With a reserve jam awarded, there MUST be a 2nd and 4th.

kg


----------



## MardiGras (Feb 9, 2004)

Congrats, Tara, on Fannie's first place!!!!!!!!!


----------



## tjw_128 (Jul 26, 2003)

> With a reserve jam awarded, there MUST be a 2nd and 4th.


Filling in one of the blanks...Just heard the derby 4th was #12 Hawk (Dianne Herpolsheimer).

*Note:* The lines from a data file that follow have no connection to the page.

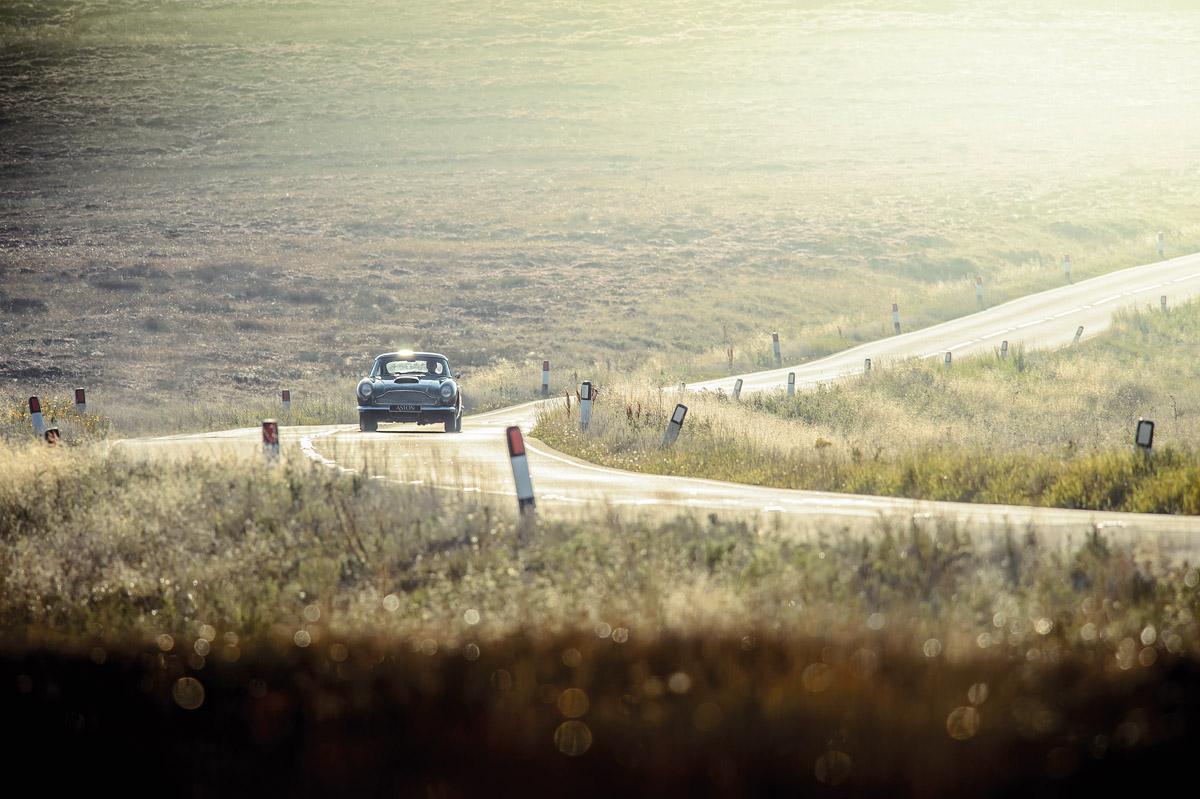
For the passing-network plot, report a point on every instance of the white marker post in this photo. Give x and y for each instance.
(1145, 436)
(271, 439)
(585, 404)
(672, 432)
(520, 469)
(35, 414)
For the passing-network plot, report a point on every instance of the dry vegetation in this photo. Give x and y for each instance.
(1035, 428)
(202, 204)
(228, 199)
(301, 630)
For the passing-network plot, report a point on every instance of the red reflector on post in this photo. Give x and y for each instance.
(516, 443)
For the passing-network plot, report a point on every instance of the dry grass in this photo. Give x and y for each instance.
(327, 631)
(1042, 428)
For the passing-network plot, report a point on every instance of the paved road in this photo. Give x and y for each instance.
(1042, 320)
(477, 460)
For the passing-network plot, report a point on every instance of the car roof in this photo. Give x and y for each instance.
(411, 354)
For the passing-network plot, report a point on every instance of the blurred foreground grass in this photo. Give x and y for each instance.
(305, 630)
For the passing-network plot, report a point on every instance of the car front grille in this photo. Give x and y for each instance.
(405, 397)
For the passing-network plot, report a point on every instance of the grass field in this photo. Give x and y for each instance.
(299, 629)
(228, 199)
(202, 204)
(1035, 428)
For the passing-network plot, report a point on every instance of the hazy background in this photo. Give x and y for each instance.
(222, 192)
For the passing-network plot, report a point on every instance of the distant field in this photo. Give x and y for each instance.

Somebody correct me if I'm wrong...still didn't hear who got 2nd and I believe there were a couple JAMs that I don't know also.


----------



## Andy Symons (Oct 2, 2003)

More Derby news please.


----------



## Jennifer A. (Nov 29, 2004)

*Buckeye Fall Derby*

more piecemeal results:
2ND : #24 BK Dalton / Tosadori
This is Dalton's second U.S. Derby (JAM'd CNY, his first). Congratulations.


----------



## Ga Woodrow (Mar 4, 2006)

Open??


----------



## tjw_128 (Jul 26, 2003)

> Open??


Was going to the water blind with 28 or 29 dogs after lunch.


----------



## Paula Richard (Jun 18, 2004)

Congratulations Bob and Dalton on your second!!!!!!!!!!!! 8) 



Paula


----------



## Ga Woodrow (Mar 4, 2006)

Anyone have any open results??


----------



## Deb Stukey (Dec 3, 2004)

*Amateur results*

Amateur results - heard "through the grapevine", but should be correct:

1st - Girlie, Clint Joyner
2nd - Shadey, Gerri Hoddy
3rd - ?, Dave Barrow
4th - Scarlet, Martha Blank - finishes Scarlet's AFC (Congratulations!)

No jams


----------



## Brad Slaybaugh (May 17, 2005)

*placements*

I just talked with David, his third was with Chester, Chester's first AA placement.


----------



## 7blackdogs (Oct 21, 2004)

Way to go Chester!!!!


----------



## Sabireley (Feb 2, 2005)

Go Dave and Chester!


----------



## Angie B (Sep 30, 2003)

A Big *CONGRATS!* to friend and former client Mike Moss on his second in the qualifying with Daisy..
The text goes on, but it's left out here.